# McCulloch Mac Cat 2.3 start/run problems



## luckyvision (May 24, 2007)

Hi, here's the problem:
co-workers boyfriends saw, he rebuilt the carbs, but it'll only start with a shot of carb cleaner in the choke.

i looked it over, found the carb screws loose, & the choke plate slightly bent, fixed that.

the choke wouldn't close completely because it was hitting one of the screws, i swapped the 2 screws (different heads on 'em
) and it closes completely now (should it? or should there be a slight gap..1/16th inch or so?)

still wouldn't start so i tried it his way, slight shot of carb cleaner.
it started up & it ran too fast. i adjusted the idle, hi & low screws, & it didn't improve much.

if i hit the trottle it'll stall too.

i reset the hi & lo screws to i.5 turns out from lightly seated & i can get it to idle but it'll die easily.

i have a sneaking suspicion that the throttle cable might be sticking & it's not really returning to idle.

couple of other things:
the throttle pin thing (forget what it's called) only holds the throttle open a tiny bit, is this right or should it be open all the way? (i usually start a 2 cycle on full throttle) i tried to hold the trottle trigger open & start it, but it has good compression & dangerous to hold it that way while pulling the rope.

he had carb rebuild parts left over, don't know if he didn't bother changing them or if they fit other carbs too. (haven't gone into it that far)

fuel lines & filter look good for a quick inspection, haven't looked closely yet.

haven't pulled the exhaust yet either, but i will to check it if you think it's a possability/good idea. (is there a gasket for that, if so, can i use gasket material to replace it if needed?)

sorry for all the q's but i like to be detailed.

she's going to pay me something for fixing it (i told her not to..) but i haven't been able to find a manual online for it either, & it'd probably cost more to get it than what she's going to pay me (i doubt i'd take more than $20 from her anyway, she's hot!  

thanks for any ideas!! --Lucky


----------



## hdman97 (May 25, 2006)

No telling what happened inside the carb.
I'd start over clean and rebuild carb or look for a new carb.
Sorry but I don't think he knew what he was doing.


----------



## 30yearTech (Sep 14, 2006)

Could still be a carburetor problem, or also sounds like there is an air leak possibly between the carburetor and insulator or insulator and cylinder.
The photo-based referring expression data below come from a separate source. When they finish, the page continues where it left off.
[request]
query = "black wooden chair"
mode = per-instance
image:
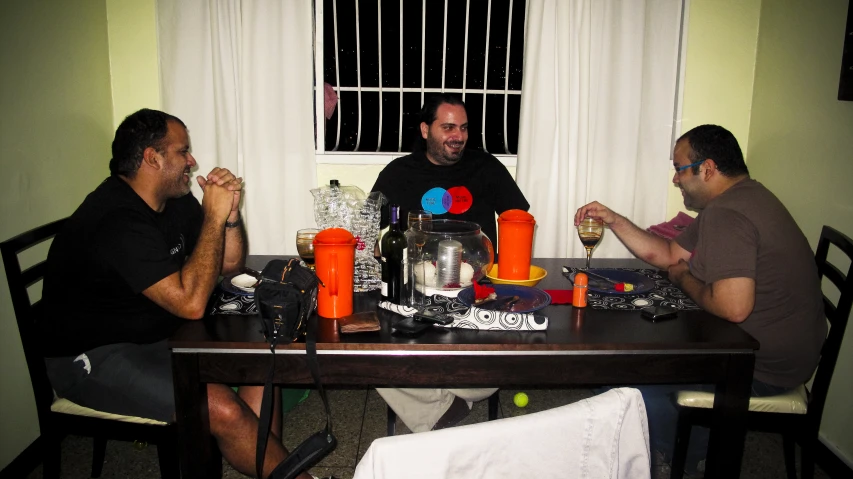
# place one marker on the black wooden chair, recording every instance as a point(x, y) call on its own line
point(796, 415)
point(60, 417)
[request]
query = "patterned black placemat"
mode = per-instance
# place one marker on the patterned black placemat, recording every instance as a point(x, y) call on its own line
point(664, 294)
point(223, 302)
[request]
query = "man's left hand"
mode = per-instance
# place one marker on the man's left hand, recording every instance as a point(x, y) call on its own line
point(223, 177)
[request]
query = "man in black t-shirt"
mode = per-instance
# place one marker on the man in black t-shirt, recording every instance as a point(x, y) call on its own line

Be sure to check that the fuel lines are hooked up properly, or if this is a model with a rubber intake manifold this could be the source of an air leak as well as the fuel pump pulse hose if so equipped.


----------



## luckyvision (May 24, 2007)

*update, still need help*

finally had time to mess with it today.
original complaint after the owner rebuilt the carbs was that it would only start with a shot of carb cleaner, which i confirmed (would only start this way for me, then ran decent)

i rebuilt his carbs again today.let me mention i'm a well qualified mechanic, so rebuiling carbs isn't a big deal for me, but i have minimal experience with these little 2 cycle carbs.
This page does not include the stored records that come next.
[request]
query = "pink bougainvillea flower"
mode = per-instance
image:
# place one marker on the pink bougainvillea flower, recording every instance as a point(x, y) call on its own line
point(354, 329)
here are the results: i believe the carbs weren't sitting well on the intake before this, also i found the hose from the carb to the engine hard & cracked. (thought i had it licked at this point!)
i pulled the exhaust, the screen looked good & i didn't notice any scoring on the cyl walls.

i assembled the carbs without the a/f cover so i could see what was going on, choke & all intact, except the throttle locker (on the a/f housing)

the saw would only start on full choke & full throttle, wouldn't idle but would scream at full throttle... fiddling with the H & L screws didn't help, it blows lots of oil out the exhaust (i added a little bit of straight gas, but probably should drain it & put in fresh 2 cycle.)

once warmed up i can only get it to start no choke, part throttle, it'll only run, badly, at part throttle. 

any more ideas? the rebuild went fine, there are some small scratches by the 3 holes that lead from the throttle bore to under the cover (plug) on the carb, but the holes are clear. there were marks under the plug from whoever removed it before with either a drill or screw...

thanks, --Lucky


----------



## luckyvision (May 24, 2007)

*a little more*

after dinner i pulled the plug, kinda dirty & a little wet, i cleaned it up, gave it a quick file (what should the gap be?) got some compression with my finger on it (it was hot, so i couldn't do it too long.) i have a compression tester, maybe i'll dig it out & tell you exactly what it is.

i discovered there were two gaskets together on my bench, i had only installed one so i pulled it apart & put the other one in (Doh! it looked like one when it came out)

running it does just about the same thing. i get bits of fuel spitting *out* the carb, & it'll run, idle like only at full throttle. btw, i can close both l & h screws off & it'll run like that. seems like too much fuel. i'm gonna go pull the carbs off for a 3rd time (the charm i hope)

thanks
--Lucky


----------



## luckyvision (May 24, 2007)

VICTORY!

after thinking about how there was a lot of gas spitting back thru the choke i decided to pull it apart again. i found the little plug i had replaced to clean out the carb had come loose. i staked it in with my automatic center punch & put it back together. ONE PULL started right up & idled Whoo hoo!! 

a tweaked the h, l & idle a bit, went out to the backyard & cut thru a few logs. runs like a champ.

now what do i charge 'em (co-workers husband) $50? more? less? killed my whole day off on it, but that would have been less if i was more experienced.

thanks, --Lucky


----------



## hdman97 (May 25, 2006)

All Right!! 
What to charge could be a tuff one.
With all the cheap new saws out there now,some are only about $80.
Maybe have em pay you for the parts and a fish fry with some cold ones.
hehe :lol:


----------